I generate a toy example as follows to illustrate the problem.
set.seed(1)
Z=rbinom(100,1,0.8)
X=rnorm(100)
Y=0.5*Z+X+rnorm(100,sd=1)
Then I fit the model with/without intercept.
> summary(lm(Y~Z+X))
Call:
lm(formula = Y ~ Z + X)
Residuals:
Min 1Q Median 3Q Max
-2.84170 -0.66118 -0.03344 0.70559 2.40098
Coefficients:
Estimate Std. Error t value
(Intercept) 0.1953 0.2560 0.763
Z 0.2935 0.2812 1.044
X 1.0611 0.1129 9.395
Pr(>|t|)
(Intercept) 0.448
Z 0.299
X 2.72e-15 ***
Signif. codes:
0 ‘*’ 0.001 ‘’ 0.01 ‘*’ 0.05 ‘.’ 0.1
‘ ’ 1
Residual standard error: 1.055 on 97 degrees of freedom
Multiple R-squared: 0.4771, Adjusted R-squared: 0.4664
F-statistic: 44.26 on 2 and 97 DF, p-value: 2.195e-14
> summary(lm(Y~Z+X-1))
Call:
lm(formula = Y ~ Z + X - 1)
Residuals:
Min 1Q Median 3Q Max
-2.83963 -0.66514 -0.03021 0.70907 2.39416
Coefficients:
Estimate Std.
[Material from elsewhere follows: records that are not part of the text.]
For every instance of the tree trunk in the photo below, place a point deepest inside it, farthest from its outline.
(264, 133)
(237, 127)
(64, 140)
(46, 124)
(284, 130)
Error t value Pr(>|t|)
Z 0.4889 0.1156 4.229 5.29e-05 ***
X 1.0648 0.1126 9.457 1.82e-15 ***
Signif. codes:
0 ‘*’ 0.001 ‘’ 0.01 ‘*’ 0.05 ‘.’ 0.1
‘ ’ 1
Residual standard error: 1.052 on 98 degrees of freedom
Multiple R-squared: 0.5155, Adjusted R-squared: 0.5056
F-statistic: 52.13 on 2 and 98 DF, p-value: 3.809e-16
We can see the model with intercept does not estimate the effect of $Z$ well, and does not recognize the significancy of $Z$, but the model without intercept does. So, can we remove the intercept, or, what we can we do to fix the problem?